Does anyone train 6x week ( i mean with one day OFF, very often Sunday i think :-D )? If yes, how Your split look like?


----------



## Enigmatic707 (Sep 5, 2014)

I should write a much longer and well illustrated response, but I'm lazy right now- that being said...

Your muscle don't work off a calendar nor do they understand days of the week. They do need rest your split should be intuitive and you should get to a point where you're in tune with your body in terms of recovery and output.
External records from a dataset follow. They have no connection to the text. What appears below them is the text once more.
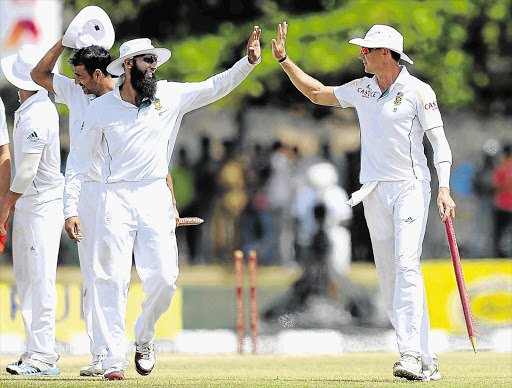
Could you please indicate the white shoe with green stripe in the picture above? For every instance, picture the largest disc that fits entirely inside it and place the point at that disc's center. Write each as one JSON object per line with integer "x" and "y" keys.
{"x": 33, "y": 367}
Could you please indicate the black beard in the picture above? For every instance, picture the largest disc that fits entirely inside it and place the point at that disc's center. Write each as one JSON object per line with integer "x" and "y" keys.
{"x": 144, "y": 86}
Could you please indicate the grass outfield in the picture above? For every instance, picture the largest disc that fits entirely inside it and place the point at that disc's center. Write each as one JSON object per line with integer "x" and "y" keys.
{"x": 460, "y": 369}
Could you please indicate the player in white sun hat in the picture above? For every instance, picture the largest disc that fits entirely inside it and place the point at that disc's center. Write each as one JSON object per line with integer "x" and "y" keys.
{"x": 138, "y": 123}
{"x": 395, "y": 111}
{"x": 91, "y": 35}
{"x": 37, "y": 226}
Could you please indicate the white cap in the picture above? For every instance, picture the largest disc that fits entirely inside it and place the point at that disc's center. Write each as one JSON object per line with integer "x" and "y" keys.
{"x": 382, "y": 36}
{"x": 17, "y": 67}
{"x": 136, "y": 47}
{"x": 91, "y": 26}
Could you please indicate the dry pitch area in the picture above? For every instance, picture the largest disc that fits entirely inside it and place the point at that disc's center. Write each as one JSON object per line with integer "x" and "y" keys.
{"x": 461, "y": 369}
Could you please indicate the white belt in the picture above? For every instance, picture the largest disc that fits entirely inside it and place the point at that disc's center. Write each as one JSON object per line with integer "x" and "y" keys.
{"x": 362, "y": 193}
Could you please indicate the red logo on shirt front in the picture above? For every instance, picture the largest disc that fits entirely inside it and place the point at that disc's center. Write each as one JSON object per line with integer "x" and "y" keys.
{"x": 366, "y": 93}
{"x": 431, "y": 105}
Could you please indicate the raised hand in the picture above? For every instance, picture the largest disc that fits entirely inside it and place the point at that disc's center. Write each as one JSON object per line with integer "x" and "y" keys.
{"x": 253, "y": 46}
{"x": 278, "y": 46}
I work the muscle that are ready to work and the rest the muscle that need rest, that's my split.


----------



## roadglide83 (Oct 12, 2014)

I use a 6 day split and basically train my week body parts 2× week and all other once week. It looks like this
Mon- shoulders/abs
Tues- arms/calves
Wed-heavy legs
Thur-chest/tric/calves
Fri-back/bid/abs
Sat-light legs/deadlifts


----------



## kshtiji (Oct 22, 2014)

Enigmatic707 said:


> Your muscle don't work off a calendar nor do they understand days of the week. They do need rest your split should be intuitive and you should get to a point where you're in tune with your body in terms of recovery and output.


i am quite agree with your point of view.. The point you raised " you should get to a point where you're in terms of recovery and output" i think this point differ from person to person..


----------